Abstract:
Floods are among the most recurring and devastating natural disasters and are
responsible for significant loss of life and property throughout the world. It causes
physical suffering, economic losses, limit the efficiency of drainage, and disturb
existence of life in the study area. An evaluation of predictive accuracy of regional
flood frequency estimation methods has been the backbone of water resources project
planning, design of any structures and the economic analysis of flood control
projects. It is due to the fact that floods represent the most disastrous natural event
causing several damages to enormous economic and life losses in the study area. The
aim of this study was to evaluate the predictive fit of probability distributions to
annual maximum flood data, and in particular to evaluate which combination of
distribution and estimation method gives the best fit of Tekeze River Basin.
Subsequently, the probability distribution fits were evaluated according to several
goodness-of-fit measures and to the variability of the predicted flood quantiles. To
achieve this, based on data from eleven stream gauged sites, three hydrological
homogeneous sub regions were defined and delineated based on L-moment
homogeneity tests, namely Region-A, Region-B and Region-C. Delineation of
homogeneous regions were accomplished using ArcGIS10.4.1. Discordancy of
regional data of the L-moment statistics was identified using Matlab2018a. All
regions have shown satisfactory results for discordance measures and homogeneity
tests. For the regions, best-fit distributions were selected. L-moment ratio diagrams
and Easy Fit statistical software was used to select best-fit probability distributions.

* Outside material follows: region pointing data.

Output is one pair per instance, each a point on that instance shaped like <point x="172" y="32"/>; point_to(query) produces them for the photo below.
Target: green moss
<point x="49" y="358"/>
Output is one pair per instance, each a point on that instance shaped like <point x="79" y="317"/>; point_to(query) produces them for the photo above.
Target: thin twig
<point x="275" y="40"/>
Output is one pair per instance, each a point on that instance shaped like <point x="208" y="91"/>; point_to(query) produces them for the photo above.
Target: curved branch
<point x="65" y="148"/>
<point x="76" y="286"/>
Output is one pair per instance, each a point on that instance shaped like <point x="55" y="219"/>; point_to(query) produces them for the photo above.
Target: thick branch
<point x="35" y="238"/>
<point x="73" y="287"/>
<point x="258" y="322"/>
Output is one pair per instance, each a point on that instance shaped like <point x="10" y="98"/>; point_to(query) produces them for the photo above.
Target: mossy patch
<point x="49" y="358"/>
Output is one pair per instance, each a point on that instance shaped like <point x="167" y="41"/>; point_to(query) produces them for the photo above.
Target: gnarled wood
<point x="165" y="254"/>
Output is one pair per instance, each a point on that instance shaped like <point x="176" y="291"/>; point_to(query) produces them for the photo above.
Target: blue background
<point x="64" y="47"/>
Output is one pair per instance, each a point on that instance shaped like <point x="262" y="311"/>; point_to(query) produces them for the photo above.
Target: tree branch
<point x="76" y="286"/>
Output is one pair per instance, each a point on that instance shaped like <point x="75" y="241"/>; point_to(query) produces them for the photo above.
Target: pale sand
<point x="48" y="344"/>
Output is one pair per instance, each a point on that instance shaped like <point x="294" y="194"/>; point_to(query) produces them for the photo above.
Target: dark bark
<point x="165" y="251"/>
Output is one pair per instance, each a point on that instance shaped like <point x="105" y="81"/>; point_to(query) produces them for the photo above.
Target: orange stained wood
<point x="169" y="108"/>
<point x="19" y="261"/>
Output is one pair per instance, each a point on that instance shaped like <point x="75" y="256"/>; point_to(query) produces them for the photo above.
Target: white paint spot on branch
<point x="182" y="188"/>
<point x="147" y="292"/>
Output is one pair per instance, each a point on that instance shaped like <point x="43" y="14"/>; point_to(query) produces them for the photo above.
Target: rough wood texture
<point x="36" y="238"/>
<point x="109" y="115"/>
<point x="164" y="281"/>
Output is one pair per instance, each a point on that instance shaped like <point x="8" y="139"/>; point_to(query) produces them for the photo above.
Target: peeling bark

The performances of the distributions were evaluated using Kolmogorov Smirnov,
Anderson-Darling and Chi-Squared goodness-of-tests. After three goodness of fit
tests was carried out, generalized extreme value (GEV) with MOM for Region-A and
generalized Pareto (GPA) with PWM for Region-B and C were identified as suitable
distributions for analyzing accurate annual maximum flows in the basin. Based on
best-fit distributions for the three regions, regional flood frequency curves were
constructed. In this study, the flood magnitude is estimated for 2, 5, 10, 15, 20, 25, 50,
75, 100, 200, 500 and 1000 years return period. The derived flood frequency curves
at a given return period suggested that how important engineering decisions and
actions such as design and operation of the water resources project have to be
undertaken. Consequently, statistical analysis of gauged sites was revealed an
acceptable method of regionalization. Finally, the study can be further extended into
flood hazard, risk and inundation mapping of identified regions of the study area.